Temporary to gain the best performance use 2d tile_shape.

Parameters:
  • tensorTensor for partition.

  • tile_shape – Shapes of requested tile.

  • block_id – Block index represented as integer.

Returns:

Tile tensor.

Operations#

namespace ck
namespace wrapper

Functions

template<typename SrcTensorType, typename DstTensorType> __host__ __device__ void copy (const SrcTensorType &src_tensor, DstTensorType &dst_tensor)

Perform generic copy between two tensors partitions (threadwise copy). Tensors must have the same size.

Parameters:
  • src_tensor – Source tensor.

  • dst_tensor – Destination tensor.

template<typename DimAccessOrderTuple, index_t VectorDim, index_t ScalarPerVector, typename SrcTensorType, typename DstTensorType> __device__ void copy (const SrcTensorType &src_tensor, DstTensorType &dst_tensor)

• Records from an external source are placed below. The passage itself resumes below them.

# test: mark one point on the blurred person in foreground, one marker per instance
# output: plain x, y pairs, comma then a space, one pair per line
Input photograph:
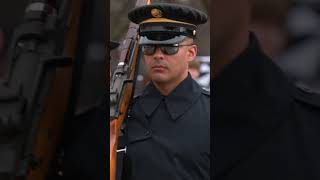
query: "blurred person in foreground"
264, 126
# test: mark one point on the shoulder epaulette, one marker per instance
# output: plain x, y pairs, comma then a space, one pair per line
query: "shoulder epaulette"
305, 94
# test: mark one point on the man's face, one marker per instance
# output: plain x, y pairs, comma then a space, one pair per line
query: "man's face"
163, 68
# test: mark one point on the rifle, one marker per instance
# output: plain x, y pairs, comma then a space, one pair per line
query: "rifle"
122, 87
35, 92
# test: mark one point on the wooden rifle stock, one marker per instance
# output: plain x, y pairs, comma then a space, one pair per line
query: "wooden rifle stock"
122, 87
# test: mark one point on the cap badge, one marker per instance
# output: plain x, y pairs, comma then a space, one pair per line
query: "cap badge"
156, 13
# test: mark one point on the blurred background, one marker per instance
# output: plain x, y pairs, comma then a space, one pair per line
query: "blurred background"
119, 25
288, 31
91, 53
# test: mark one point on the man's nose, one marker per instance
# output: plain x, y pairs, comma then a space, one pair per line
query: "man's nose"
158, 54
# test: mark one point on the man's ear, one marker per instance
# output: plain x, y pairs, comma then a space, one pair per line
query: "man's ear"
192, 52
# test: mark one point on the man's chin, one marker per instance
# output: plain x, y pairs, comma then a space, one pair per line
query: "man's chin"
159, 78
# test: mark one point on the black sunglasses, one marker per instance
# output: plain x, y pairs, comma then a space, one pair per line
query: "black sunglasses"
167, 49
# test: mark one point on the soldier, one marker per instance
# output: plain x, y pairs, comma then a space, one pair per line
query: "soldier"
265, 127
168, 129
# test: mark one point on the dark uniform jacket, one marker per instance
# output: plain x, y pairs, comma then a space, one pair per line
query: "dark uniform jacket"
169, 136
265, 127
86, 154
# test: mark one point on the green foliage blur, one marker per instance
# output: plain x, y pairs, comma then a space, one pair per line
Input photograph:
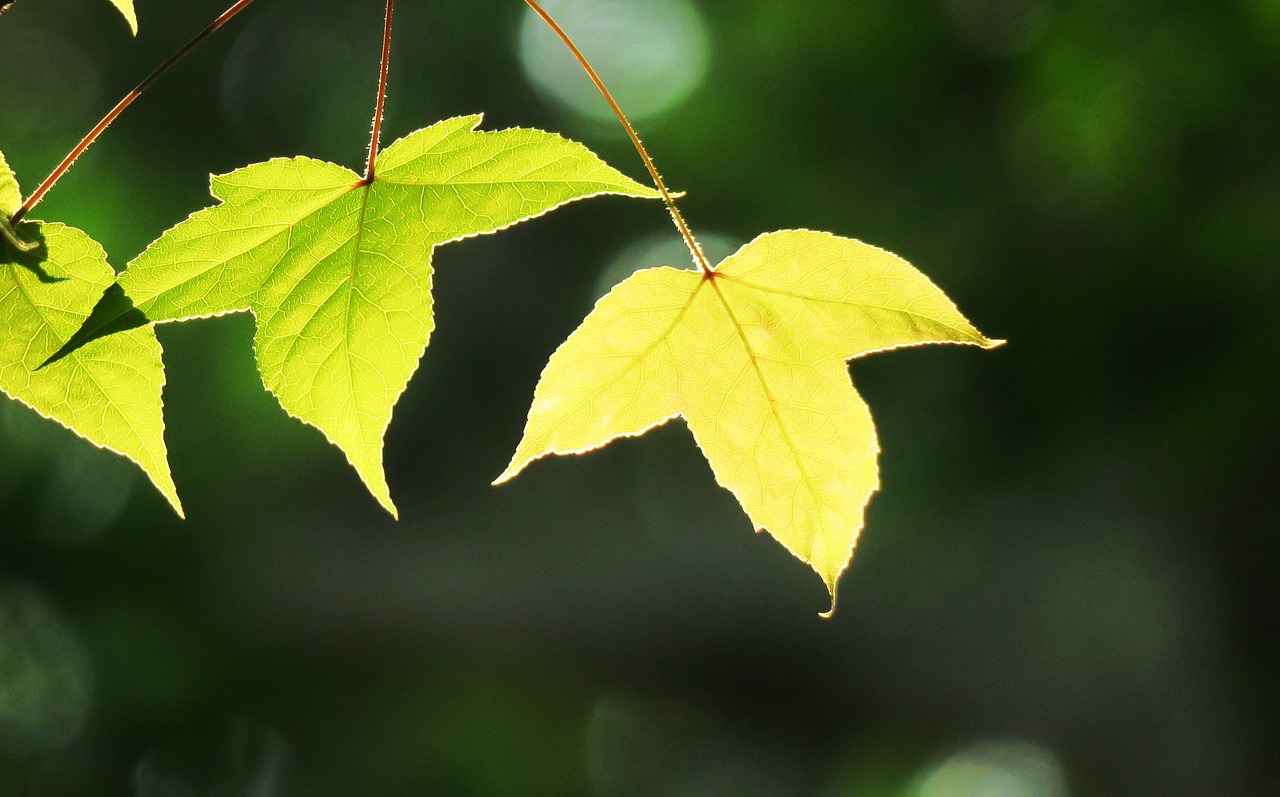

Perform optimized copy between two tensors partitions (threadwise copy). Tensors must have the same size.

Template Parameters:
  • DimAccessOrderTuple – Tuple with dimension access order.

  • VectorDim – Dimension for vectorized read and write.

  • ScalarPerVector – Number of scalar per vectorized read and write.

Parameters:
  • src_tensor – Source tensor.

  • dst_tensor – Destination tensor.